# Justo Gonzalez - History of Christian Thought



## C. Matthew McMahon (Oct 26, 2004)

I had to read this 3 volume cousin to "cliff notes" for school.

First 2 volumes are OK. Basic overview.

Last volume is terrible. He does not know what he is talking about concerning both the Protestant Reformation and the theology that came from that. (Can you write a book like this and get that wrong?? Isn't there a rule against this somewhere??)

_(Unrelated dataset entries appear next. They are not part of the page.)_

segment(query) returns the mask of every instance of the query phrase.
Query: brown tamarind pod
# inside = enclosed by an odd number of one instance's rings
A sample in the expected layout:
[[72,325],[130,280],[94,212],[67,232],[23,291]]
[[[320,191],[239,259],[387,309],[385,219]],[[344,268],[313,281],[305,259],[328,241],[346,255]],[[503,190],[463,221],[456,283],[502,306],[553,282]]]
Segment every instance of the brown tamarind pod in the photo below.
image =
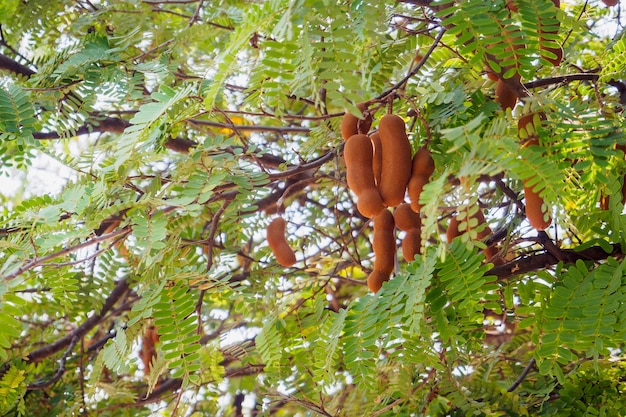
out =
[[411,209],[416,213],[419,213],[422,210],[420,195],[422,195],[422,190],[424,189],[424,186],[428,184],[428,181],[428,177],[423,175],[413,175],[409,181],[409,185],[407,186],[409,199],[411,200]]
[[496,84],[496,102],[504,111],[513,109],[517,103],[517,95],[502,80]]
[[343,149],[348,187],[357,196],[357,209],[368,218],[385,208],[374,184],[372,141],[367,135],[351,136]]
[[414,212],[419,213],[422,210],[420,204],[420,195],[424,186],[428,184],[430,176],[435,172],[435,161],[430,155],[430,151],[426,147],[421,147],[413,156],[411,163],[411,178],[407,185],[407,193],[411,200],[411,208]]
[[600,210],[608,210],[611,203],[611,196],[606,194],[600,195]]
[[545,230],[552,223],[552,219],[544,210],[543,198],[533,191],[531,186],[524,181],[524,198],[526,199],[526,218],[530,225],[536,230]]
[[282,266],[292,266],[296,263],[296,254],[287,243],[285,229],[287,222],[282,217],[276,217],[267,226],[267,244],[269,245],[276,262]]
[[391,274],[396,263],[396,236],[393,215],[383,210],[374,217],[374,269]]
[[402,203],[411,177],[411,144],[406,135],[404,120],[395,114],[386,114],[378,125],[382,145],[382,169],[378,189],[383,203],[395,207]]
[[517,13],[518,12],[518,9],[517,9],[517,6],[515,5],[515,1],[514,0],[506,0],[506,7],[507,7],[507,9],[512,11],[513,13]]
[[374,148],[374,156],[372,158],[372,170],[374,171],[374,183],[380,184],[380,176],[383,170],[383,154],[382,144],[380,143],[380,134],[374,132],[370,135],[372,147]]
[[606,4],[608,7],[617,6],[619,0],[602,0],[602,3]]
[[150,373],[152,368],[152,361],[157,355],[156,344],[159,342],[159,334],[156,331],[154,325],[149,326],[146,332],[141,338],[141,350],[139,356],[143,362],[144,375]]
[[359,133],[367,133],[372,126],[372,115],[365,114],[367,110],[367,106],[365,103],[358,103],[356,107],[361,110],[363,113],[364,119],[359,119],[355,115],[349,112],[345,112],[343,118],[341,119],[341,137],[345,140],[348,140],[350,136],[359,134]]
[[371,219],[385,209],[378,189],[367,189],[357,196],[356,208],[363,216]]
[[[551,56],[547,56],[546,54],[543,53],[543,51],[548,51],[550,53],[553,53],[556,57],[552,58]],[[561,62],[563,61],[563,48],[562,47],[558,47],[558,48],[542,48],[541,49],[541,57],[543,59],[545,59],[546,61],[548,61],[550,64],[552,64],[553,67],[558,67],[559,65],[561,65]]]
[[428,148],[422,146],[415,152],[411,163],[411,175],[430,177],[435,172],[435,161]]
[[367,287],[370,289],[371,292],[373,292],[374,294],[376,294],[380,288],[383,286],[383,284],[387,281],[389,281],[389,276],[391,274],[386,274],[382,271],[378,271],[378,270],[373,270],[368,276],[367,276]]
[[396,223],[396,227],[405,232],[422,227],[420,215],[414,212],[411,205],[408,203],[402,203],[396,207],[393,212],[393,219]]
[[346,162],[346,181],[350,190],[357,196],[363,190],[374,187],[373,156],[374,148],[367,135],[353,135],[346,141],[343,148],[343,159]]
[[498,78],[498,74],[496,74],[491,68],[489,68],[489,65],[485,65],[485,74],[487,75],[487,78],[489,78],[491,81],[498,81],[500,79]]
[[523,146],[539,145],[539,135],[537,128],[542,120],[546,120],[544,112],[528,113],[517,121],[517,134]]
[[461,231],[459,230],[459,219],[456,216],[450,218],[450,223],[448,223],[448,230],[446,230],[446,240],[448,243],[452,242],[455,237],[461,236]]
[[411,262],[422,250],[422,231],[420,228],[409,229],[402,239],[402,257]]
[[[475,219],[476,220],[476,224],[472,225],[471,220]],[[460,230],[460,223],[464,222],[465,223],[465,227],[463,228],[464,230]],[[471,223],[470,223],[471,222]],[[465,218],[463,219],[463,221],[459,220],[459,216],[455,216],[452,219],[450,219],[450,224],[448,226],[448,230],[446,230],[446,239],[448,241],[448,243],[452,242],[452,239],[454,239],[457,236],[461,236],[464,233],[469,232],[470,230],[475,229],[476,230],[476,240],[480,240],[483,241],[485,240],[489,235],[492,234],[492,230],[489,227],[489,225],[487,225],[487,221],[485,220],[485,216],[482,212],[482,210],[478,209],[474,214],[472,214],[470,216],[470,218]],[[491,259],[494,256],[496,256],[498,254],[498,248],[494,247],[494,246],[490,246],[487,247],[483,250],[484,254],[485,254],[485,258],[486,259]]]
[[[560,9],[561,8],[561,1],[560,0],[552,0],[552,3],[554,4],[554,7],[556,9]],[[543,59],[545,59],[546,61],[548,61],[550,64],[552,64],[553,67],[558,67],[559,65],[561,65],[561,61],[563,61],[563,48],[561,46],[559,46],[558,48],[546,48],[544,46],[544,42],[546,42],[546,39],[542,35],[543,34],[556,34],[556,33],[558,33],[558,28],[560,26],[560,23],[561,22],[559,22],[557,20],[556,30],[543,31],[542,28],[539,29],[539,45],[540,45],[541,57]],[[553,58],[552,56],[546,55],[545,54],[546,51],[551,53],[551,54],[554,54],[555,57]]]

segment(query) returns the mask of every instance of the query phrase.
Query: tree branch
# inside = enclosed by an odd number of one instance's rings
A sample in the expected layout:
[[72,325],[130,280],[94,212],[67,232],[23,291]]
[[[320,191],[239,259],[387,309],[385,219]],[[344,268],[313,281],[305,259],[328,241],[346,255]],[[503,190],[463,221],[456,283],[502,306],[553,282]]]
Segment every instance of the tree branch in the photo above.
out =
[[25,77],[30,77],[31,75],[36,74],[36,72],[32,69],[3,54],[0,54],[0,70],[7,70]]
[[[619,244],[614,243],[611,246],[613,248],[611,253],[605,252],[600,246],[592,246],[580,251],[575,249],[560,249],[560,255],[561,259],[565,259],[568,263],[574,263],[578,259],[601,261],[607,259],[609,256],[624,256]],[[516,275],[548,268],[552,265],[556,265],[558,262],[559,259],[552,253],[540,253],[524,256],[515,261],[507,262],[504,265],[494,266],[489,271],[485,272],[485,275],[495,276],[499,280],[508,279]]]
[[83,324],[78,326],[70,334],[56,340],[53,343],[50,343],[49,345],[32,351],[31,353],[26,355],[26,360],[28,362],[39,362],[40,360],[47,358],[48,356],[53,355],[64,347],[70,345],[75,338],[80,339],[81,337],[86,335],[100,322],[100,320],[106,315],[106,313],[111,308],[113,308],[115,303],[117,303],[118,300],[124,295],[124,293],[126,293],[128,288],[128,282],[126,282],[125,279],[118,281],[117,285],[115,286],[115,288],[113,288],[113,291],[111,291],[111,294],[107,297],[104,304],[102,305],[99,313],[89,317],[87,320],[85,320]]
[[50,378],[47,381],[34,382],[30,384],[27,389],[34,390],[34,389],[41,389],[41,388],[49,387],[50,385],[54,384],[59,379],[61,379],[61,377],[66,371],[65,362],[67,361],[67,357],[70,355],[70,353],[72,353],[72,350],[74,350],[74,346],[76,346],[76,342],[78,342],[78,340],[79,340],[78,336],[74,335],[72,337],[72,340],[70,341],[70,345],[68,346],[67,350],[63,354],[63,357],[59,361],[59,369],[57,369],[57,371],[54,373],[52,378]]
[[552,84],[567,84],[572,81],[596,81],[600,78],[599,74],[569,74],[569,75],[561,75],[559,77],[550,77],[550,78],[542,78],[540,80],[529,81],[524,83],[524,87],[527,89],[546,87]]

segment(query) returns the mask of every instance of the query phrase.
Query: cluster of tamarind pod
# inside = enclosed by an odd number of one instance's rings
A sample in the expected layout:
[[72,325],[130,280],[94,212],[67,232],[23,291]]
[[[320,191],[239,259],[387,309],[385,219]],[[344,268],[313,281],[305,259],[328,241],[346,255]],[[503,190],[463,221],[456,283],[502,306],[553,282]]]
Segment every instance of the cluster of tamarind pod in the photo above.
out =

I have about 150 pages left to read, but so far so "bad."


----------



## SmokingFlax (Oct 26, 2004)

I read his 2 volume Story of Christianity  a couple of years ago in an effort to learn more of Christian history. What is your take on these volumns?


----------



## Scott (Oct 27, 2004)

The story of Christiainty is pretty good and is used as a text at some reformed seminaries.

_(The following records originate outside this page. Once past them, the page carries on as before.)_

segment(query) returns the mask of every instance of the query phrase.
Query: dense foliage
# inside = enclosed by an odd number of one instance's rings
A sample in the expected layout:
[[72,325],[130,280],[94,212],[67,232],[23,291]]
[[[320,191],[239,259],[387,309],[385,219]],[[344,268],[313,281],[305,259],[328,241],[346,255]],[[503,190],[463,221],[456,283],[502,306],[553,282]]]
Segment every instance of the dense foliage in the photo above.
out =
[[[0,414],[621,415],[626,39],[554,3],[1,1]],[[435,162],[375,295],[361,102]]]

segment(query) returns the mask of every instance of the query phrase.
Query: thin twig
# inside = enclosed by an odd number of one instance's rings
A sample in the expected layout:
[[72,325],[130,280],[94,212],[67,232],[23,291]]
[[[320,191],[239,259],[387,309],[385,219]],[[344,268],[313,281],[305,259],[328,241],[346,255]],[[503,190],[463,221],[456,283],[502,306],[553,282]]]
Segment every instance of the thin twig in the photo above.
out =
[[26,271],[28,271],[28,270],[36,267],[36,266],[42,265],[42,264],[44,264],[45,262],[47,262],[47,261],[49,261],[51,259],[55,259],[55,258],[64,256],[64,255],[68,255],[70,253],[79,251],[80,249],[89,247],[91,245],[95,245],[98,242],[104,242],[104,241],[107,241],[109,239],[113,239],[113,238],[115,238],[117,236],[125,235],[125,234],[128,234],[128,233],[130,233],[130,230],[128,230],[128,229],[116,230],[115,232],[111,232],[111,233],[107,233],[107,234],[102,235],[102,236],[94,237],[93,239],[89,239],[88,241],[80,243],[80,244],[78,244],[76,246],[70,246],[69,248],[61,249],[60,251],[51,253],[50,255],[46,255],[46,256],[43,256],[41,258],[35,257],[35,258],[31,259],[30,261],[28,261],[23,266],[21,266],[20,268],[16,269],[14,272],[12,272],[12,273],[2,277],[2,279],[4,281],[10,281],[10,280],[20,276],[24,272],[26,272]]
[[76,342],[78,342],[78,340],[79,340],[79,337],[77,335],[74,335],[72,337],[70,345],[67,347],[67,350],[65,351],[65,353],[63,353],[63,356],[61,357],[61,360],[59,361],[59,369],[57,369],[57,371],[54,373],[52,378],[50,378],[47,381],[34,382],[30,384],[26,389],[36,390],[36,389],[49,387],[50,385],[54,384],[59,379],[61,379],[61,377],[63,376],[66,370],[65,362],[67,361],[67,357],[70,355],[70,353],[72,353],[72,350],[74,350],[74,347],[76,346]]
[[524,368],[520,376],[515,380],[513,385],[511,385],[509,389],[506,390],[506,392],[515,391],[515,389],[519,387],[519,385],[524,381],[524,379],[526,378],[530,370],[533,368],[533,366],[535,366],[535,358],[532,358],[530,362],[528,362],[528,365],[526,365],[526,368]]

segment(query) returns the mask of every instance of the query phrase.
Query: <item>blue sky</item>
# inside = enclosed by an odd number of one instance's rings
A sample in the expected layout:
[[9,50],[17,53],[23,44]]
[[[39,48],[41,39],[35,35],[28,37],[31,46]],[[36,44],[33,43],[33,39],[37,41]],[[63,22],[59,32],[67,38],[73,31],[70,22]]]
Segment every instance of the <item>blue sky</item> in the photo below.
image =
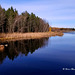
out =
[[19,14],[33,12],[53,27],[75,28],[75,0],[0,0],[0,5],[5,9],[13,6]]

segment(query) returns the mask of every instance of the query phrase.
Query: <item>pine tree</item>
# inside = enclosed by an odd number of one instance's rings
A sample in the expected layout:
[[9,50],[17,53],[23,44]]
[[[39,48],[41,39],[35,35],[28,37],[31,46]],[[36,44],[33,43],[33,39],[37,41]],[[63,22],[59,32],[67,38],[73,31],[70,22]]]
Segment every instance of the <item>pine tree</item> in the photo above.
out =
[[35,14],[29,14],[27,11],[21,15],[13,7],[8,10],[0,6],[0,32],[47,32],[49,24]]

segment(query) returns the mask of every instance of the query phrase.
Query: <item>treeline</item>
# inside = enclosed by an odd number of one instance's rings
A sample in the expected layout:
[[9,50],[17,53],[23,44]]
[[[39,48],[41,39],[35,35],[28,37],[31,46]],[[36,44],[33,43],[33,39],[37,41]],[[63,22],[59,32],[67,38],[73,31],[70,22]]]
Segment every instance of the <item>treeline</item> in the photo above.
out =
[[[50,29],[50,28],[49,28]],[[51,31],[75,31],[74,28],[58,28],[58,27],[51,27]]]
[[5,10],[0,6],[0,32],[14,33],[14,32],[47,32],[49,31],[49,24],[36,16],[29,14],[27,11],[18,14],[13,7]]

Webmaster's comments remind me of a book on the Renaissance I was reading last week. The author (not Gonzalez) casually mentioned that the doctrine of the Trinity meant that God has three essences. I was not impressed with the accuracy of the book.


----------



## Bryan (Oct 27, 2004)

I have his two columes of The Story Of Christanity. I thought they were decent enough, not perfect by far, but decent. I was actually considering buying the History of Christian thought for $112 cnd last week, but decided to get Packer's A Quest For Godliness instead. I knew I had made a good choice when I began to read Packer, this only confirms I made the right choice 

Bryan
SDG


----------



## MICWARFIELD (Oct 28, 2004)

I have the set but have only read volume one so far. I thought it was great. I have the original 1970 version. I'm not sure what revisions it has been through since then. It sounds like I might not like volume three though.

Mike


----------